Vogue columnist Nell Frizzell, whose new book The Panic Years explores womanhood and motherhood, recalls that when Bridget Jones’s Diary was first published in 1996, she was 12 and her mother wouldn’t let her read it.

“She just wanted to protect me from the archetype of the neurotic self-hating woman. In a funny way that was a real feminist act on my mum’s part. She knew I had enough baggage about my weight and my looks and didn’t want me to have that exacerbated by the book.

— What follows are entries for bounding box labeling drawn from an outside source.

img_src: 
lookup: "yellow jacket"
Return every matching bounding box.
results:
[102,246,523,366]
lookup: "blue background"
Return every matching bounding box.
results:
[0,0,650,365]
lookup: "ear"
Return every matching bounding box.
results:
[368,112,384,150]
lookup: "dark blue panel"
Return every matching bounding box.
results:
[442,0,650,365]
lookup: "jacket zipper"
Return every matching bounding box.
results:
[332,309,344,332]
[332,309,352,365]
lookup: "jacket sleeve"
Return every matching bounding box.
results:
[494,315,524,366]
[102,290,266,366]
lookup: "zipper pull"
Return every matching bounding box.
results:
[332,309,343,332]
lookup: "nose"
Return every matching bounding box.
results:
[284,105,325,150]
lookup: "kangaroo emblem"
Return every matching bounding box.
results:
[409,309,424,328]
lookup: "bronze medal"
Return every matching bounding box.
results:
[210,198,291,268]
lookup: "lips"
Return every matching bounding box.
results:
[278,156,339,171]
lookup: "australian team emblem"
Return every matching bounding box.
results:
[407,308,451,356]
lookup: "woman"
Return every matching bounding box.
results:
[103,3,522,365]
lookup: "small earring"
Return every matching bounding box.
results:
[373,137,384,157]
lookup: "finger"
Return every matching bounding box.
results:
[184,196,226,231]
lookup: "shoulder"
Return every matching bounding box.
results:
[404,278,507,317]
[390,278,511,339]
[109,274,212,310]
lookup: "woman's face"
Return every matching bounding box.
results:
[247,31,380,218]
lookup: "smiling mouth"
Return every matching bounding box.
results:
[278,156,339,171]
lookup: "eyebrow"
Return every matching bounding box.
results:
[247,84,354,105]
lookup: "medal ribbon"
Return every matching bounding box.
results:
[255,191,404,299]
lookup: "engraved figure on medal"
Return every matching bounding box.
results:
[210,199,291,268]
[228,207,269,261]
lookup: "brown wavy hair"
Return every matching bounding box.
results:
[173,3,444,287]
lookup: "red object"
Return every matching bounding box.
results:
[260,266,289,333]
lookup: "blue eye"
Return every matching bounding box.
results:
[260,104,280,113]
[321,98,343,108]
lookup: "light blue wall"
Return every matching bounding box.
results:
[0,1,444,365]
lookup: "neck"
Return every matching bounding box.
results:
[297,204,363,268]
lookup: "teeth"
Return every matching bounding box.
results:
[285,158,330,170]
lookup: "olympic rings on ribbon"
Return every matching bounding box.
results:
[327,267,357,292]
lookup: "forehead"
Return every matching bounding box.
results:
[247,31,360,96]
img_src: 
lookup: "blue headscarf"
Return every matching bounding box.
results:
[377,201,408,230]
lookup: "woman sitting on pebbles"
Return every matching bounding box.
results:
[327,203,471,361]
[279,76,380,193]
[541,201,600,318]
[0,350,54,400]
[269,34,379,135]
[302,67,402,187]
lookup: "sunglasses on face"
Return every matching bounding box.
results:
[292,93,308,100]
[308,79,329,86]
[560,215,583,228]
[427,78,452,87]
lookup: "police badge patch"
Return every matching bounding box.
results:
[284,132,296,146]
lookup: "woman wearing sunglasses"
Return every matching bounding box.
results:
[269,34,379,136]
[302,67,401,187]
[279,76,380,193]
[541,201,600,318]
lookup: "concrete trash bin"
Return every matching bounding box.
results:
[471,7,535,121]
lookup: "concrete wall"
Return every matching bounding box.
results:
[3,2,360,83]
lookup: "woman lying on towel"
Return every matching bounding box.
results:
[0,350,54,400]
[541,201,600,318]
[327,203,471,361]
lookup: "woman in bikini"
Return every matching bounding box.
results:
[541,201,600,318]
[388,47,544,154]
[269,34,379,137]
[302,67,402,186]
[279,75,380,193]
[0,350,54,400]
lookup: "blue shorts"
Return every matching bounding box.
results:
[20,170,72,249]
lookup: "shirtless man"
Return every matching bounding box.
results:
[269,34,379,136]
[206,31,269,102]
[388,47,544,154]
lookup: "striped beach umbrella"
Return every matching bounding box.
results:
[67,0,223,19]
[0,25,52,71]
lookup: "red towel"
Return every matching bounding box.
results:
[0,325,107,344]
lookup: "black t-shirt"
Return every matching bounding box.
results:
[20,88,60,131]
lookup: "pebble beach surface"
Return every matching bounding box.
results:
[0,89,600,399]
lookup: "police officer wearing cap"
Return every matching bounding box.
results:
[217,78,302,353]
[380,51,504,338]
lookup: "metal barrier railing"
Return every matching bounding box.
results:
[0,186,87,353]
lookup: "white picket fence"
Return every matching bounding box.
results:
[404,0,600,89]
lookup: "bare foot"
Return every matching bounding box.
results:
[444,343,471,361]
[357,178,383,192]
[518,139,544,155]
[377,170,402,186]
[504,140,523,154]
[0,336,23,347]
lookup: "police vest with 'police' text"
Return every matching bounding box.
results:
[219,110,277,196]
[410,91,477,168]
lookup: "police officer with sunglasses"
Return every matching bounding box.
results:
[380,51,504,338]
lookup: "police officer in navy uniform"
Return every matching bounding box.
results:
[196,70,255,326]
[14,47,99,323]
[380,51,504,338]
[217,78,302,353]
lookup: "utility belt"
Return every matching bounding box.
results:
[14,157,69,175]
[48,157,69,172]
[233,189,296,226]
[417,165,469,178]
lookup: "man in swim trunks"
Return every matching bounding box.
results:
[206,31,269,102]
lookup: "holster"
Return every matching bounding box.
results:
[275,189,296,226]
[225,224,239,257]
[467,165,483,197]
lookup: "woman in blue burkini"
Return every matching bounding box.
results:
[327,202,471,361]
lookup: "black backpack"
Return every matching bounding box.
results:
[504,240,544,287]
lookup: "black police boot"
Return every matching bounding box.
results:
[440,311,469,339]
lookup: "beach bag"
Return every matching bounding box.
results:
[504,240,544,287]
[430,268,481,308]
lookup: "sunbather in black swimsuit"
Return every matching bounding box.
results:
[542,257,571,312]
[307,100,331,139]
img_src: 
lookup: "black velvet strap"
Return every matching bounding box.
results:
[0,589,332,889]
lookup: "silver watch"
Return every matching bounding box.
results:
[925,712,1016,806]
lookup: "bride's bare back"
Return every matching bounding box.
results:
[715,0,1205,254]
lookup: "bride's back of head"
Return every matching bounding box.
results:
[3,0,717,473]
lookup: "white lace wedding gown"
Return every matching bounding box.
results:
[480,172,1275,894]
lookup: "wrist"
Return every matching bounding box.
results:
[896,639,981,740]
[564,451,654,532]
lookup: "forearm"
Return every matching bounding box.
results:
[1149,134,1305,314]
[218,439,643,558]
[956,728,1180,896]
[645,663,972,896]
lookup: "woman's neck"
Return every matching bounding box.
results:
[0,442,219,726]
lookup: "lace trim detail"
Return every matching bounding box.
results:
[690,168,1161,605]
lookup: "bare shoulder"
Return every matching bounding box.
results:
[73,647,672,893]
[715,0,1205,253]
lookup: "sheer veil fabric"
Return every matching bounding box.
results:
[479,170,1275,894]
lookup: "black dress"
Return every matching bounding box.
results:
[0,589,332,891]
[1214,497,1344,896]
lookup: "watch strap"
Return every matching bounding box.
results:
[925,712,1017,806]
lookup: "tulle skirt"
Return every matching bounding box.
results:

“But I look back at Bridget Jones and the ‘Smug Marrieds’ and her feelings of being out of sync with so many people around her and of running out of time, and I completely understand. Bridget Jones is still really relatable because unfortunately, we have not changed the way men think about commitment and fertility, and therefore women are [often] still expected to do that heavy lifting on their own.”

In terms of the workplace sexual harassment Jones puts up with, Frizzell says: “The #MeToo movement has shown that stuff is still happening in quite a lot of industries which we think of as aspirational and glamorous – film, TV, theatre. The way it’s handled in the book and films, in a Carry On, bum-pinching, cleavage-ogling way, is now more uncomfortable with an audience.

“But a lot of people are still sleeping with their bosses and massively regretting it.”

:: ‘My daughter would find her terribly dated’

Bestselling novelist Fiona Gibson, whose new book The Dog Share is out in March, reflects: “Recently, I dipped back into the book which grew out of those columns, expecting it to be horribly dated. It is dated, of course; sexism abounds, Bridget tolerates it and believes her life is incomplete until she meets Mr Right.

“But so much of Bridget still resonates today – like that feeling that she must better herself and be a proper grown up. Back then it seems almost quaint that, in her world, this amounted to calorie counting while trying – and failing catastrophically – to limit her consumption of cigarettes and booze.

“Pre-Botox, fillers, Instagram and the Kardashian-influenced contouring make-up that grew from it, there’s an innocence about Bridget’s yearnings to be a better woman.

“My daughter, who’s 20, would find her terribly dated. But her peer group is familiar with loneliness and finding solace and joy in the company of friends. I think we’ll always warm to the idea of a young woman bumbling through life, cocking up regularly, making us feel better about our own screw-ups.”

:: ‘I wish we could laugh at ourselves more’

Daisy Buchanan, host of You’re Booked – a podcast dedicated to reading – whose debut novel Insatiable is published in February, read the books as a teenager. “I think it’s relevant today. What’s really sad is that we’ve become a lot more earnest and I wish we could learn to laugh at ourselves a little more.

“I think in this day and age the single Bridget would have Tinder binges with diary entries like: ‘Must find sensible, functional man and not look at Tinder because it’s all a disaster’ and the next day would write: ‘Hungover. Frantically swiping.’”

:: Bridget Jones’s Diary (And Other Writing): 25th Anniversary Edition by Helen Fielding is published by Picador, priced £14.99. Available February 4.